Fransızca ve İngilizce olarak Fransa’da basılan kitap, internet üzerinden de satışta. Ancak şimdilik Türkiye’de baskısı düşünülmüyor.

 

Yunan’da ten

• Yunan medeniyetinde kozmetikle güzelleşmek kabul edilmez bir şeymiş. Doğallığa önem veren Yunanlılar, boyanmaktan, doğalın dışındaki görüntüden hoşlanmaz ve hatta aşağılarmış. Kadınla birlikte erkeğin de güzelliğine önem veren medeniyet için bronz ten, sağlık ve de güzellik simgesiymiş. Saç güzelliğine çok önem veren Yunanlılar, kül, zeytinyağı ve sudan oluşan karışımla saçlarına bakım yapar, sonra da kokulu yağlar sürerlermiş.

• Yunan medeniyetinden etkilenen Roma uygarlığında kadınlar da erkekler de hamam düşkünüydü. Kadınlar özel odalarında uzun uzun süslenirlerdi. Aynalarda kendilerini saatlerce izler, parfümlenir, makyajlarını yapar, saçlarını tararlardı. Roma Uygarlığı’nda Yunan’da olduğu gibi erkek bronz, kadın ise soluk tenliydi. Soluk olmasına karşın cilt her zaman parlamalıydı. Yanaklar kırmızıya boyanır, kaşlar iyice belirginleştirilir, gözler, eye-liner’larla boyanırdı. Saçlar asla beyaz olamazdı. Özellikle sarı saçların rağbet gördüğü Roma Uygarlığı’nda safran sarısı, siyah, beyaz, kırmızı renkler kullanılırken mavi ve yeşil yoktu. Saçlarını bitkisel bazlı boyalarla boyar, yüzlerini ise tebeşir tozuyla beyazlaştırırlarmış kadınlar.



Mısır’da gözkalemi

Eski medeniyetlerde de güzellik anlayışı bugünkünden çok farklı değilmiş. Ruhun aynası gözler her daim belirginleştirilmiş, dudaklar her zaman ya pembe ya da kırmızıymış.
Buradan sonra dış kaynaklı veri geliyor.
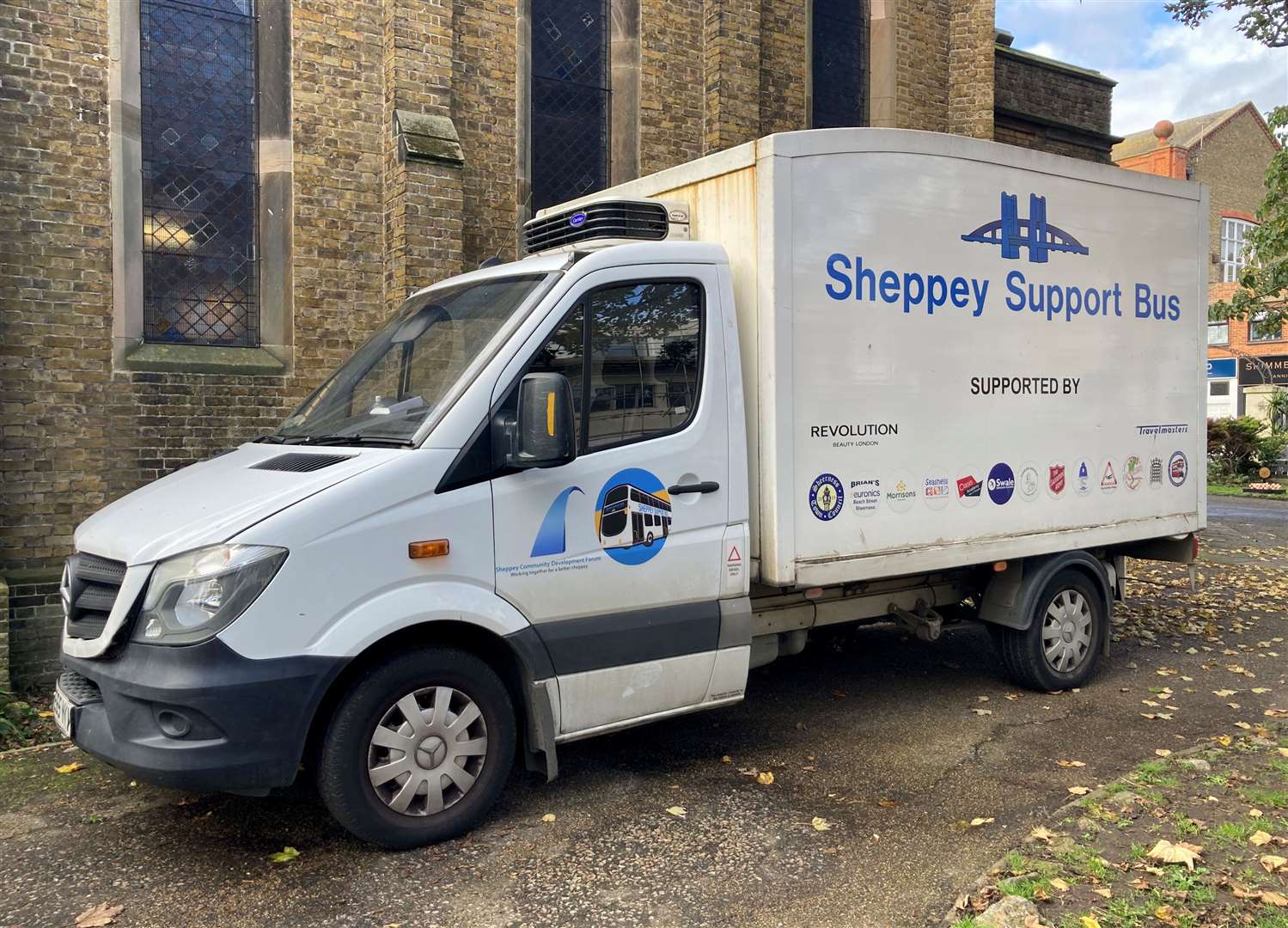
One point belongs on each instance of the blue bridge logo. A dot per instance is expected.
(1035, 234)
• Mısırlılar güzellik anlayışlarını kadın ve erkek bedenlerini süsleme, kozmetikle ifade etmişler. Düşünün Nefertiti ismi dahi ‘dikkat çekici insan ya da nesne’ anlamına gelen ‘nefer’ kökünden türetilmiş. Mısır uygarlıklarından kalan papirüslerde özgürlük, erotizm dikkat çekiyor. 4 bin yıl boyunca kokular, kozmetik, merhemler ve müziği güzellikten ilham alan duyguları tahrik etmek için kullanmışlar.

• Göz kalemini bulan Mısır uygarlığı, tanrılarına bunu sunarken, “Sana yeşil ve siyah göz kalemini getirdim, senin gözlerin de güneş gibi parlasın diye” demişler. İlk olarak gözlerini hastalıklardan korumak için kullandıkları göz kalemleri zamanla günümüz makyajnı andıracak biçimde göz altına çekilerek kullanılmış.

• Papirüslerden birinde kendisini terkeden sevgilisine hitaben genç bir kız, “Artık ne gözlerime kalem çekiyorum ne de koku sürüyorum” yazmış. Eski Mısır’da aynalar, saç tokaları ve tarakları günlük hayatın değişmez ortak noktası objelerindendi.